Por Otacílio Gaudencio
Para todos que tiveram infância nos anos 80 e 90, um dos produtos indispensáveis na prateleira de guloseimas era o biscoito recheado, em especial o de chocolate. Do Biscoito Recheado de Chocolate sem nome da extinta São Luís, que logo se tornou o Bono, ao Guffus, todos, ou ao menos algum deles, marcou a infância de todos nós e até hoje nos persegue em momentos oportunos. Quem nunca assistiu Castelo Rá-tim-bum comendo biscoito?
E esse hábito não mudou. Se antes ele era a vedete da hora de lazer ou do lanchinho da escola, hoje, mesmo não sendo uma opção saudável, o biscoito é uma alternativa rápida, prática, saborosa e barata para a correria do dia a dia. A maioria das pessoas já ouviu – ou já falou - a frase “Hoje foi tão corrido, mal tive tempo de comer. Comi só um biscoito”. E isso parece ter ganhado força com aumento de marcas e sabores disponíveis no mercado. Se antes só tínhamos chocolate e morango, hoje temos limão, maracujá, caramelo, côco, banana, baunilha e até sabores complexos como bem-casado, floresta negra, napolitano e o mais novo lançamento da linha Treloso: brigadeiro.
Treloso é a marca mais popular do mercado, que já foi tão barata que no passado não tinha nem embalagem. O produto, que era (e até hoje é) vendido em fiteiros, parecia não ter muitos adeptos, pois a maioria morria de medo de consumir o dito cujo, visto o suposto modo suspeito como ele poderia ser fabricado, já que custava apenas R$0,10 (dez centavos). Alguns corajosos, desde daquela época já o consumiam e gostavam. Talvez um certo tato sobre o sucesso que a franquia iria alcançar.
Mas ele cresceu, deram uma embalagem de biscoito de verdade ao tão rejeitado produto e decidiram elevar um pouco o preço, mas sem perder a popularidade. Ganhou anúncios de televisão, revista, outdoors e tudo que um produto que se preze tem direito. E o que antes era considerado um “biscoito de pobre”, hoje já se encontra na lista de compras de famílias de todas as classes.
Ele já compete como gente grande. O já não mais tão bom Bono, que parecia ser o mais imponente e inabalável do mercado parece estar sentindo o poder do emergente da indústria pernambucana. O recheado que já chegou a preços exorbitantes como três reais, hoje é oferecido na mesma faixa de preço que o Treloso, a menos de um real. E, como biscoito emergente, tem ganho novos sabores.
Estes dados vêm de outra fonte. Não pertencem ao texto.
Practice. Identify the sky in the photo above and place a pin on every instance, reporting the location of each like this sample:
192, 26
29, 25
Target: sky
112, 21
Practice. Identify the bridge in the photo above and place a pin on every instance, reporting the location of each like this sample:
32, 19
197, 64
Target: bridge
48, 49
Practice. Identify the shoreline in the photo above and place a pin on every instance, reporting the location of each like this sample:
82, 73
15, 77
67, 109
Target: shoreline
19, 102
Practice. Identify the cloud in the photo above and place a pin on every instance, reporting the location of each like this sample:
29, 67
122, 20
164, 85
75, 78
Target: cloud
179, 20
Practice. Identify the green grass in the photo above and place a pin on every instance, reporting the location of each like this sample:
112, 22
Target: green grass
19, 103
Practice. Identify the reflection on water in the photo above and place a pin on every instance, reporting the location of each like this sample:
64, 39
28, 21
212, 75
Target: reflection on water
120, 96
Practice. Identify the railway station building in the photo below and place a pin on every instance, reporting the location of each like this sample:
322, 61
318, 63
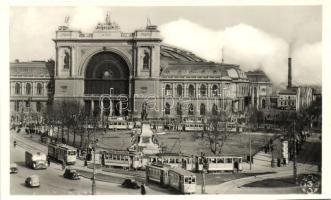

Mas qual seria a lógica de se lançar um biscoito de brigadeiro se já existe o de chocolate? Afinal, brigadeiro é chocolate. Foi para desvendar esse mistério que fui ao supermercado na sessão de biscoitos e bolachas. Com o excesso de informações nas prateleiras é bem difícil achar algum biscoito que se destaque, e nesse sentido o que faz chamar a atenção do consumidor é a etiqueta do preço, o que faz os da linha Treloso gritarem. De longe são os mais baratos da sessão de recheados. Tão baratos, (Apenas 68 centavos) que alguns supermercados colocam seu preço com uma tarja de promoção ou oferta. Apesar de que ele pode inflacionar de acordo com o local. Nos fiteiros e quiosques, ele pode chegar a um real.
A embalagem do produto não se difere muito das dos outros sabores da linha. Só faz uso do vermelho, mostrando a imagem de brigadeiros, com a imagem de um biscoito com granulado para diferenciar dos demais sabores. A frase “Rico em Vitaminas e fonte de cálcio” estampada em destaque na embalagem parece mostrar para quem o produto é voltado: as classes menos instruídas. E que deve servir para ajudar as criancinhas dessa mesma classe a convencerem os pais a comerem o biscoito na hora do almoço.
O que é desmistificado também na própria embalagem, na área de valor nutricional. Vitaminas, cálcio e fero são as quantidades mais insignificantes. Tão insignificantes que são contadas em miligramas e com um o,(zero virgula) na frente. Já os grandes vilões dos nutricionistas, as gorduras e os carboidratos são contados em gramas e com valores bem altos. Outro fator que também chama atenção na tabela é a contagem das gorduras. Se ela especifica que o total de gorduras é 5,5g, que de saturas se tem apenas 1,4g e “não contém trans”, então quais tipos de gorduras seriam os 4,1g remanescentes das totais? Maquiagem? Parece uma prática comum nos produtos industriais brasileiros. Outro ponto na embalagem que chama atenção dos mais observadores é o local de fabricação: Prazeres. O que parece justificar o antigo medo que alguns tinham.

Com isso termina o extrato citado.